Obtaining A Liquor License In California: What is the application submission process?
The ABC breaks down the application process into three main parts. First, you must inform the ABC, as well as the community in which you plan on opening, of your plans. Next, the ABC will investigate you and your location. Finally, you will be required to complete any documents or fees you are missing. Below is some more detailed information:
Essentially, you must let people in the community know what type of business you plan to open. This means formally notifying the ABC of your intentions, as well as posting a public notice on the location for 30 days saying that you are applying for a license. The ABC will then notify all of the local authorities of your business plans.
From there, community leaders will begin the process of deciding whether they think your new bar, winery, liquor store etc will be a potential public nuisance of any sort. In some cases, the ABC will require further action like notifying nearby residents or posting an announcement in the local newspaper.

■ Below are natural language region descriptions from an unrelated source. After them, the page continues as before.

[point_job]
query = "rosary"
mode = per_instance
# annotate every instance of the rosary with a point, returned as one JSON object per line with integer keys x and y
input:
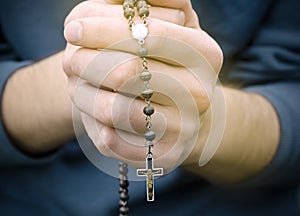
{"x": 139, "y": 32}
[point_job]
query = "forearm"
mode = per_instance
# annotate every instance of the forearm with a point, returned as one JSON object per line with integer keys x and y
{"x": 249, "y": 142}
{"x": 36, "y": 108}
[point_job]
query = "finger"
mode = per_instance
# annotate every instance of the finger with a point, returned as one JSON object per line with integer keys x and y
{"x": 129, "y": 147}
{"x": 120, "y": 71}
{"x": 164, "y": 38}
{"x": 115, "y": 110}
{"x": 98, "y": 9}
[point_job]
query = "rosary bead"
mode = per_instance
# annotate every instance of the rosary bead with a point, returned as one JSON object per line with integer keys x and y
{"x": 123, "y": 183}
{"x": 141, "y": 3}
{"x": 128, "y": 4}
{"x": 142, "y": 52}
{"x": 148, "y": 110}
{"x": 144, "y": 11}
{"x": 124, "y": 210}
{"x": 124, "y": 196}
{"x": 129, "y": 12}
{"x": 145, "y": 76}
{"x": 149, "y": 143}
{"x": 147, "y": 94}
{"x": 123, "y": 169}
{"x": 150, "y": 135}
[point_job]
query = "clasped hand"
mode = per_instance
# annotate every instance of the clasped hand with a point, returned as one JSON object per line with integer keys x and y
{"x": 103, "y": 72}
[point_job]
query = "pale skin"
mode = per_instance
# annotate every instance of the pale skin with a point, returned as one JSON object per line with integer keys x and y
{"x": 36, "y": 107}
{"x": 251, "y": 136}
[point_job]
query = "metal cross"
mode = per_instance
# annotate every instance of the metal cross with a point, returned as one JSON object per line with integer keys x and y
{"x": 150, "y": 172}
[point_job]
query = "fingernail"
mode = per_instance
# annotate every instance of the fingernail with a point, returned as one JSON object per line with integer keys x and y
{"x": 181, "y": 17}
{"x": 73, "y": 32}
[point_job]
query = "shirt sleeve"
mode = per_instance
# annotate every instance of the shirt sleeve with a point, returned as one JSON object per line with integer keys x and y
{"x": 29, "y": 31}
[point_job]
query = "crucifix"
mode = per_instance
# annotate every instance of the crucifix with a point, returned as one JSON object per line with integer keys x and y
{"x": 150, "y": 172}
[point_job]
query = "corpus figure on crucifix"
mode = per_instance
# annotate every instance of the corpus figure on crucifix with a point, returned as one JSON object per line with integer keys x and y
{"x": 150, "y": 172}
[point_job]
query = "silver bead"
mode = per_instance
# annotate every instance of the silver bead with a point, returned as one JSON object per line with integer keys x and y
{"x": 145, "y": 76}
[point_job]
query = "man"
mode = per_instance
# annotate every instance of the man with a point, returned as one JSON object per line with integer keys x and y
{"x": 54, "y": 180}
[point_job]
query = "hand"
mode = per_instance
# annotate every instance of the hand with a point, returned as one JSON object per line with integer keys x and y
{"x": 103, "y": 74}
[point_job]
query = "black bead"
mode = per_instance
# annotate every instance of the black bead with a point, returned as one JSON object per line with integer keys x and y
{"x": 124, "y": 196}
{"x": 123, "y": 183}
{"x": 147, "y": 94}
{"x": 148, "y": 110}
{"x": 150, "y": 135}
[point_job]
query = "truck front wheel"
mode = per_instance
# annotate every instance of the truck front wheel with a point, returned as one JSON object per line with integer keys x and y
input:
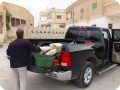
{"x": 86, "y": 75}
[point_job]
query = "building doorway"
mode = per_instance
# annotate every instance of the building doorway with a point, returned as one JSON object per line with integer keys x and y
{"x": 1, "y": 24}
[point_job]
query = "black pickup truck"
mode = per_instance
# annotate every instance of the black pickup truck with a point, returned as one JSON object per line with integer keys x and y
{"x": 86, "y": 51}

Next, the ABC will investigate you and your premises to determine whether your establishment is eligible for a license. They will consider any protests made by local officials and residents. Agents will look into the personal history of the applicant to see if they have a criminal record or input any false information on documents. Finally, they will inspect the proposed real estate to see if the location is too close to buildings like churches and schools, or if they believe the establishment will increase crime.
The ABC can also impose conditions regarding hours of operation, type of entertainment, and more.
If you succeed in passing the investigation period, you will continue to the final review. Here, the ABC will delay issuance for any missing or incorrect documentation or fees. If you still owe money to, or require approval from any of the necessary parties, you will be further delayed. Finally, any construction hold ups or hiccups to your building will cause your final review to be incomplete.